Moscovo - A OTAN e a Rússia formalizaram relações há 25 anos, com a assinatura de um acordo que levou António Guterres, actual Secretário-Geral da ONU, a declarar, na altura, que os antigos inimigos passavam a estar do mesmo lado.
A "Acta Fundadora sobre as Relações Mútuas, Cooperação e Segurança entre a OTAN e a Federação Russa" foi assinada em 27 de Maio de 1997, em Paris, era a Rússia liderada por Boris Ieltsin e a Aliança Atlântica pelo espanhol Javier Solana.
António Guterres era Primeiro-Ministro de Portugal e foi um dos dirigentes dos 16 países que integravam então a OTAN a assinar o documento, juntamente com Bill Clinton (EUA), Jacques Chirac (França), Helmut Kohl (Alemanha), Tony Blair (Reino Unido), Jean-Claude Juncker (Luxemburgo), Romano Prodi (Itália) ou José María Aznar (Espanha).
Apesar do acordo, Ieltsin reafirmou a oposição russa ao alargamento da OTAN às antigas repúblicas da União Soviética, mas surpreendeu o mundo ao anunciar o desmantelamento das ogivas nucleares "dirigidas contra os países" cujos dirigentes estavam à mesa com ele em Paris.
Disse também que o Conselho Conjunto Permanente OTAN-Rússia, criado no âmbito do acordo, iria permitir o debate e a tomada de decisões conjuntas sobre a segurança na Europa.
"Acho que Ieltsin quis dizer, de uma forma muito clara, que a partir de agora não há nenhuma razão para nós, europeus ocidentais, termos receio, e não existe nenhuma razão para a Rússia ter receio dos EUA ou da Europa Ocidental", comentou Guterres nesse dia à agência Lusa.
"Agora, estamos todos do mesmo lado", acrescentou.
No discurso em Paris, Guterres defendeu que o acordo deveria ser encarado como "o início de um caminho que há de levar a uma verdadeira aliança entre a OTAN e a Rússia, que em conjunto partilham a mesma origem civilizacional e os mesmos valores da Idade da Razão".
No dia seguinte, os chefes da diplomacia da OTAN iniciaram uma reunião de dois dias em Sintra, nos arredores de Lisboa, durante a qual Solana e o então ministro ucraniano Guennadi Udovenko rubricaram a "Carta de Parceria" sobre o futuro relacionamento entre a Aliança Atlântica e a Ucrânia.

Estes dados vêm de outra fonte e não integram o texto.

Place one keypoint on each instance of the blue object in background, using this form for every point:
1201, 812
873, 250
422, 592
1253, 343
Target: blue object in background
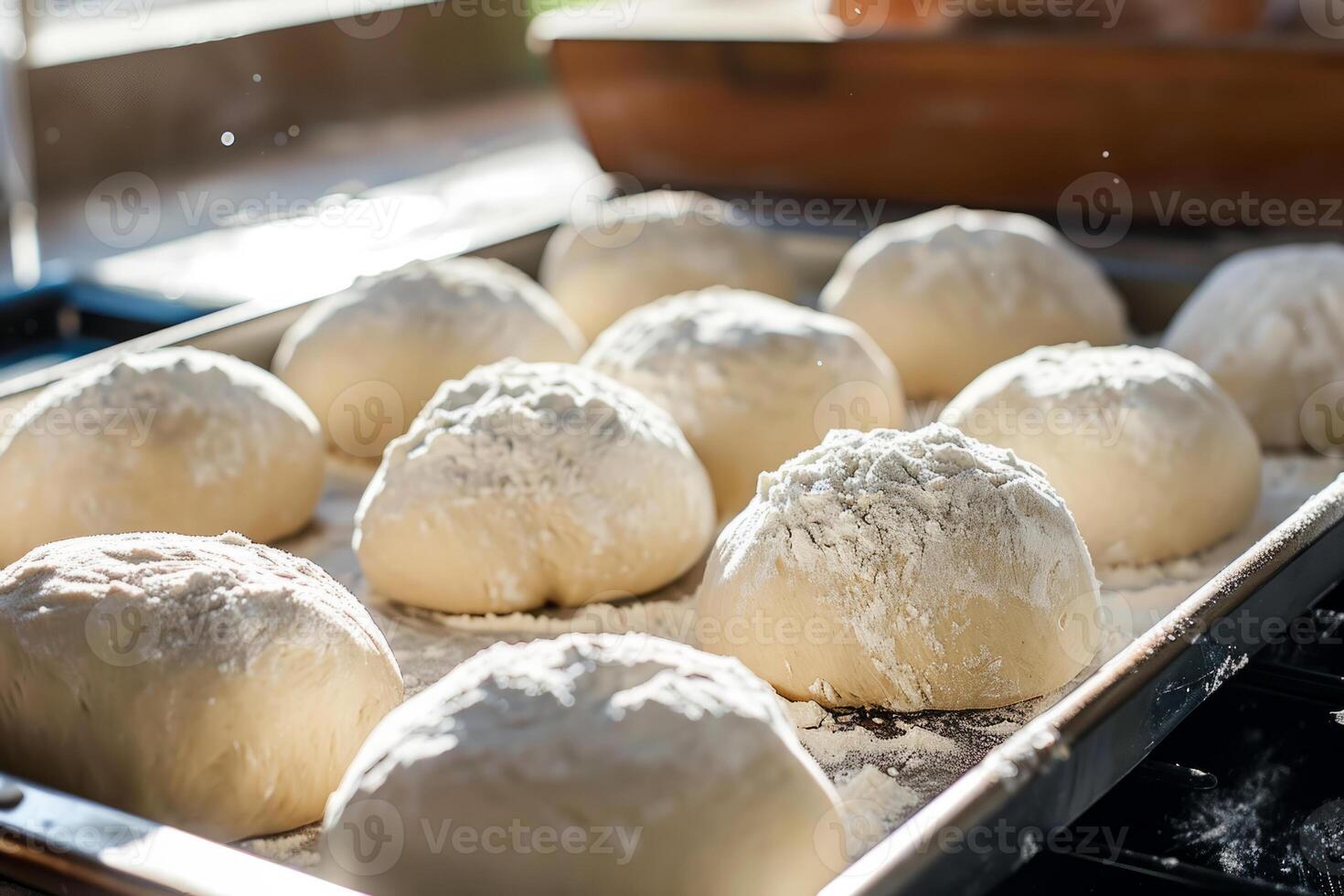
57, 321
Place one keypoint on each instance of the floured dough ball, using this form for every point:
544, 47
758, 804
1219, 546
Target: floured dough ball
903, 570
1152, 458
750, 379
526, 484
951, 293
583, 764
368, 359
176, 441
211, 684
1269, 328
637, 249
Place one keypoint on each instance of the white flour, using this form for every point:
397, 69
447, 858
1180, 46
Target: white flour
884, 764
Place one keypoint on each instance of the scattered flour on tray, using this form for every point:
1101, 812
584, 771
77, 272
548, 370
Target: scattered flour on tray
886, 764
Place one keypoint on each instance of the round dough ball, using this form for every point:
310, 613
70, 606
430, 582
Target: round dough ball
1269, 328
211, 684
176, 441
1152, 458
583, 764
368, 359
903, 570
646, 246
951, 293
532, 483
750, 379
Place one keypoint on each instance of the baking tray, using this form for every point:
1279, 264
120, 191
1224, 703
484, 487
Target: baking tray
1035, 766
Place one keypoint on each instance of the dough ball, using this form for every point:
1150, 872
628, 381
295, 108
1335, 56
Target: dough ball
176, 440
903, 570
750, 379
1152, 458
211, 684
583, 764
368, 359
641, 248
529, 483
1269, 328
951, 293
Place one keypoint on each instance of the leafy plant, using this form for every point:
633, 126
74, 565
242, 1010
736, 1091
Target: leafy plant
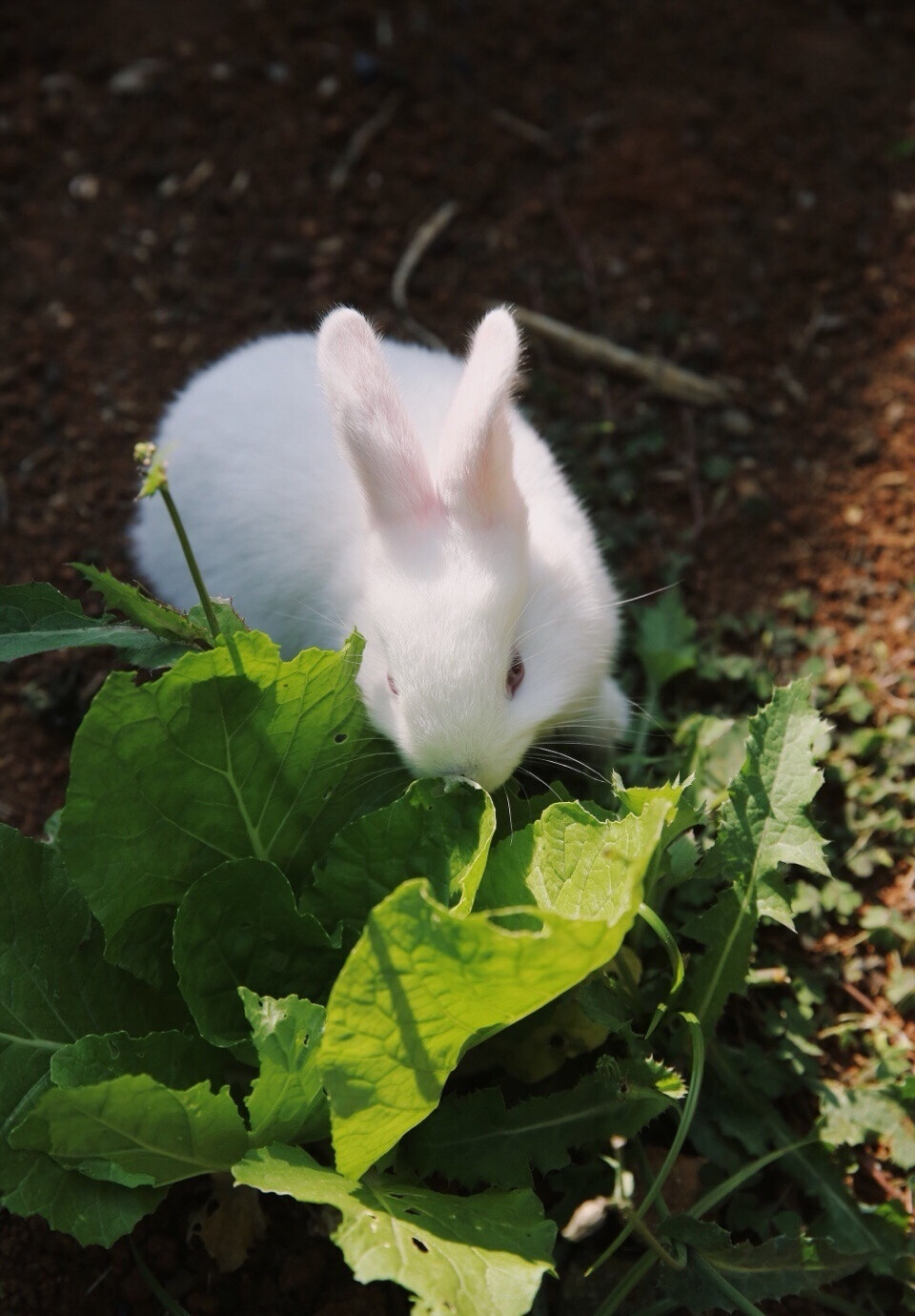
454, 1029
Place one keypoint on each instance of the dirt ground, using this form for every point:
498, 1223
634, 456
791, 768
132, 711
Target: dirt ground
732, 186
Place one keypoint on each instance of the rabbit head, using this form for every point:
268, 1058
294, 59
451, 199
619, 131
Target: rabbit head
447, 572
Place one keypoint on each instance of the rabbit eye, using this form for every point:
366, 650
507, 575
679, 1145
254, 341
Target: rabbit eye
516, 674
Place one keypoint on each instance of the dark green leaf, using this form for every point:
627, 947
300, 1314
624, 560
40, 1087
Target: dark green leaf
238, 925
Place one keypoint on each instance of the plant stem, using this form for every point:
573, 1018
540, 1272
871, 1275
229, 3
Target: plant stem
656, 1246
735, 1296
633, 1277
191, 561
697, 1039
163, 1296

Vinte e cinco anos depois, os antigos inimigos continuam em lados opostos, ao contrário do que pretendia o actual chefe da ONU: a Rússia, liderada por Vladimir Putin desde 2000, invadiu a Ucrânia há três meses, para impedir o país vizinho de aderir à OTAN, entre outras razões, e enfrenta a condenação e a oposição do Ocidente.
O acordo de Paris apontava, no entanto, para um caminho diferente, o que terá justificado o optimismo de Guterres e dos restantes líderes perante o que consideraram ser o fim da Guerra Fria.
No documento de 16 páginas, os dois lados afirmavam que deixavam de se considerar adversários e iniciavam uma "relação fundamentalmente nova".
Comprometiam-se a não recorrer "à ameaça ou ao emprego da força" contra a outra parte, "bem como contra qualquer Estado, a sua soberania, integridade territorial ou independência política", conforme a Carta das Nações Unidas e os acordos de Helsínquia.
Afirmavam o "respeito pela soberania, independência e integridade territorial de todos os estados, o direito inerente de escolherem uma forma própria de garantir a sua segurança, a inviolabilidade das suas fronteiras e o direito dos povos à autodeterminação".
Previam ainda transparência na "criação e implementação de políticas de defesa e doutrinas militares", bem como "a prevenção de conflitos e a resolução de disputas por meios pacíficos", de acordo com os princípios da ONU e da Organização para a Segurança e Cooperação na Europa (OSCE).
Dois anos depois do acordo de 1997, Polónia, República Checa e Hungria aderiram à OTAN.
Seguiram-se Bulgária, Eslováquia, Eslovénia, Estónia, Letónia, Lituânia e Roménia, em 2004, Albânia e Croácia, em 2009, Montenegro, em 2017, e Macedónia do Norte, em 2020.
Aos 30 membros actuais podem somar-se mais dois, dado que Suécia e Finlândia, países historicamente não-alinhados, entregaram o pedido de adesão à OTAN em 18 de Maio, como consequência directa da guerra que a Rússia trava na Ucrânia.